HOTEL TILL
La pesante pioggia tropicale si fermò all'improvviso, e un attimo
dopo già cinguettava nuovamente accanto alla mia finestra, tra
i rami dell'albero della guaiava, quello strano uccello marrone dal
petto giallo, che i nativi chiamano Ben Tivì. Il suo nome onomatopeico
suona perfettamente come le tre note distinte e potenti che emette,
l'ultima più lunga e acuta delle prime due. Il canto del Ben
Tivì sarebbe rimasto dentro i miei sogni come un marchio, una
cornice indefinita, di quel traumatico seppur breve periodo della mia
vita.
Non c'è dubbio su quanto quell'esperienza sia stata sconvolgente,
perché mi accade a volte di svegliarmi nel bel mezzo della notte
con - in sogno - il canto di quell'uccello, mentre lo cerco invano dentro
una grotta vegetale di grandi felci, liane, orchidee. Questo spavento
non aiuta tuttavia la mia memoria a ricordare in modo ordinato la sequenza
dei fatti accaduti tanto tempo fa, in quell'anno mirabilis, il 1968,
che a mia totale insaputa si spingeva a cambiare il mondo, mentre io
ero isolato con i miei nelle montagne piovose dell'Itatiaia, dentro
un bozzolo verde scuro di vegetali odorosi, gremito di farfalle e di
colibri che tutto il giorno gironzolavano attorno alle nostre teste.

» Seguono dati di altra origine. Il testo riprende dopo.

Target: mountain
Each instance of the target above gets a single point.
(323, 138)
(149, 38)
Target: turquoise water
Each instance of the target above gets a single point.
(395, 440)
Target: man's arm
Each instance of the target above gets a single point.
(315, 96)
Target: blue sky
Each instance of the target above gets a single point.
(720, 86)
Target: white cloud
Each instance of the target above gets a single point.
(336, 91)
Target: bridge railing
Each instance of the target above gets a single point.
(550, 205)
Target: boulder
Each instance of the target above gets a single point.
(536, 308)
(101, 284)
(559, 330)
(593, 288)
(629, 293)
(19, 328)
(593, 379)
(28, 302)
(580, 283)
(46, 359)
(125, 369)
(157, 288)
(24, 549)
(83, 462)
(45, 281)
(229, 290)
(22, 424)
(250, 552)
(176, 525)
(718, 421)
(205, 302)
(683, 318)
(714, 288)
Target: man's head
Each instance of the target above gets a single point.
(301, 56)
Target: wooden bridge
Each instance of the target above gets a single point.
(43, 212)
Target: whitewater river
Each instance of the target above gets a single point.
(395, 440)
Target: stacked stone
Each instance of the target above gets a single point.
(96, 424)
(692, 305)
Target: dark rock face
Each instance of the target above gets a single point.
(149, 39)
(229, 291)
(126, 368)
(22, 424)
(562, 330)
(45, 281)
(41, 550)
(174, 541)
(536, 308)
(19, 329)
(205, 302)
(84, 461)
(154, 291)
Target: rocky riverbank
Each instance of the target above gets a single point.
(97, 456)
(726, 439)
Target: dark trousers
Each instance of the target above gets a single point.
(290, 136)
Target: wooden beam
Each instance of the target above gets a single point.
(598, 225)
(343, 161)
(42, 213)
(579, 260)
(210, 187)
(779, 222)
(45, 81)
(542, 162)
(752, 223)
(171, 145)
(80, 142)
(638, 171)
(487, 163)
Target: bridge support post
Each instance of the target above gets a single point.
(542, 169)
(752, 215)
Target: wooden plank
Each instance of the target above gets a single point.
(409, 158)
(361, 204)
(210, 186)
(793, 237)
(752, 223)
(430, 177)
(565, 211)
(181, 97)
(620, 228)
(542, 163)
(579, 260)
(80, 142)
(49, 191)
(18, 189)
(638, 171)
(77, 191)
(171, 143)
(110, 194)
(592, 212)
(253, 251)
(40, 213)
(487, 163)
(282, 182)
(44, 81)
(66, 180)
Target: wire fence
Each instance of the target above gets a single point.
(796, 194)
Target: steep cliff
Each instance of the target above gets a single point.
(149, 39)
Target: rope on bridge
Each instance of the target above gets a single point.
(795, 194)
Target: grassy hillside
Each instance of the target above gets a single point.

Memorie del '68 meno '68 di così non si può, a meno che
io non mi debba considerare ora un ecologista coatto ante litteram.

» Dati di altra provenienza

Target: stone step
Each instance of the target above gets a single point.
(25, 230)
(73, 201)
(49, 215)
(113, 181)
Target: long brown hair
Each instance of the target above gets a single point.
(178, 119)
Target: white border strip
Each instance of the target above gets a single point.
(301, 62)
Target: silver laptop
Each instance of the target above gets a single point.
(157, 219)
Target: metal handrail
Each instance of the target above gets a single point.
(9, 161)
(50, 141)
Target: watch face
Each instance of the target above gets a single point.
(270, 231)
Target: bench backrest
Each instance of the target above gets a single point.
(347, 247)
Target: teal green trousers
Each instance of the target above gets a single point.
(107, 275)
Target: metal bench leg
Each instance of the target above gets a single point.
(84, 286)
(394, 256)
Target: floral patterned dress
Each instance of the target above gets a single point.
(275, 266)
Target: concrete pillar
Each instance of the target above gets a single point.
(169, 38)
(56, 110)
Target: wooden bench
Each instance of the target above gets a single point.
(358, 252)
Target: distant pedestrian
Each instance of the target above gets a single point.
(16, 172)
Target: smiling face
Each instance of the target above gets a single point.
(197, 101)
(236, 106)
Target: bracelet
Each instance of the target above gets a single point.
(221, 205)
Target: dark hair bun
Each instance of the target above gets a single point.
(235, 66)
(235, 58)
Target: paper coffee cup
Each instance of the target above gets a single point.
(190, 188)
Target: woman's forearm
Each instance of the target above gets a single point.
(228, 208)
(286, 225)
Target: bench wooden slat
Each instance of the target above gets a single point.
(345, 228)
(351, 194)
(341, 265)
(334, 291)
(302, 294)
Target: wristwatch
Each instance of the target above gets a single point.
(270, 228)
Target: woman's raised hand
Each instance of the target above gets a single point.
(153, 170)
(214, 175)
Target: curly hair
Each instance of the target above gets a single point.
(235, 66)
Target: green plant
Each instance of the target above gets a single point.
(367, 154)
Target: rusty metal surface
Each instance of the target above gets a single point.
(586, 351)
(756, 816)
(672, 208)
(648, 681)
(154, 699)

Tanto di quegli eventi è stato bloccato, rimosso, che il meglio
che riesco a ravvisare e a narrare in questi appunti tardivi è
un unico frammento, un coccio, un giorno. Avrà il lettore la
pazienza e la fantasia degli archeologi, che da una scheggia ricostruiscono
un orcio della Tessaglia illustrato da una scena bucolica o lussuriosa?
Quel coccio, quello della mia memoria, non è tuttavia innocente.
Uno dei suoi lati offre un volto di donna. L'altro è incrostato
di fango, e ancora più fosco, sotto: l'immagine è tetra,
definita da un tracciato energico.
E quando l'immagine si spegne, o si nasconde, rimane il cinguettio del
Ben Tivì, il piccolo dio invisibile, omnipresente, che ha fatto
dei miei nervi un nido, per sempre.
* * *
Avevo allora tredici
anni. Mio padre, chimico in un laboratorio svizzero, si era trasferito
alla filiale della ditta nell'Itatiaia, montagne costiere sudamericane,
per impiantare un nuovo reparto industriale destinato alla produzione
di antibiotici a largo spettro.
Il suo lavoro avrebbe dovuto durare un anno, ma in soli otto mesi il
nuovo reparto era già operativo, e i miei poterono ritornare
nella nostra Lugano, dove il pregnante '68, in verità, non riuscì
mai a fuoriuscire dagli schermi televisivi per le strade e nelle case.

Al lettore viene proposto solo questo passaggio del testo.